Emilia dijo estar muy molesta por no hacer bien la tarea. Se le dijo que tenía que seguir intentándolo una semana más. Escribiendo sobre sus monstruos y cerrando los ojos intentando no dormir. Se le añadió una tarea más: todos los días debería decir un cosa agradable a su madre. Se le dijo que su madre había declarado no sentirse una buena madre, ya que no podía ayudar a su hija.

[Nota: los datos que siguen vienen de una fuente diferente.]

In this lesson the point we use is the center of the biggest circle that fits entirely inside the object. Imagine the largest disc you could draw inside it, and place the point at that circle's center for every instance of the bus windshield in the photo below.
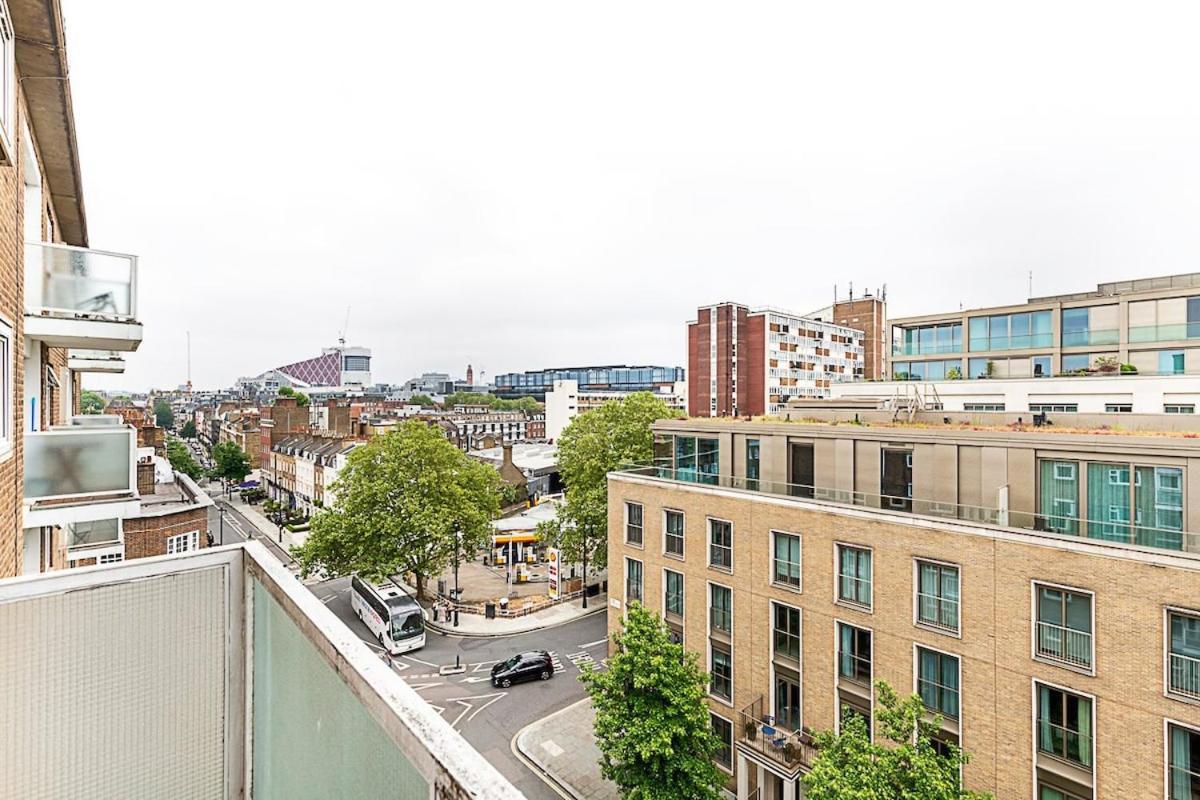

La nueva tarea de Emilia era por lo tanto ayudar a su madre a sentirse una madre “capaz”.
Atraída por la idea de poder ser útil a la madre pregunta como debía comportarse. Se le dijo que cada mañana debería vestirse sola, pero equivocarse en alguna cosa. Ponerse algo que desentone un poco, por ejemplo una blusa que no pegue con la falda. Se convence a Emilia que así ayuda a la madre, pero el verdadero propósito era eliminar la solución intentada de Emilia al vestirse. La chica era insegura e indecisa porque trataba de hacer cada cosa de la mejor manera posible, para no cometer errores, y por temor a equivocarse, evitaba por tanto tomar decisiones.
Emilia declaró de estar contenta por vestirse sola y de hacer muchas otras cosas sin la ayuda de la madre.
La madre, por su parte confirmó los progresos de la hija  y dijo estar muy contenta porque la veía muy tranquila y capaz de organizar su propia vida. También el problema del insomnio estaba muy mejorado: por ahora la niña se dormía y se levantaba a horas normales.
Una vez cambiada la relación entre madre e hija respecto a su problema y comprobado que las prescripciones habían dado resultado se siguió trabajando con la niña ya que aunque dormía bien y hacía muchas cosas por sí sola de vez en cuando le venían pensamientos que la asustaban. Se siguió el protocolo puesto en marcha en el Centro de Terapia Estratégica para los trastornos obsesivos.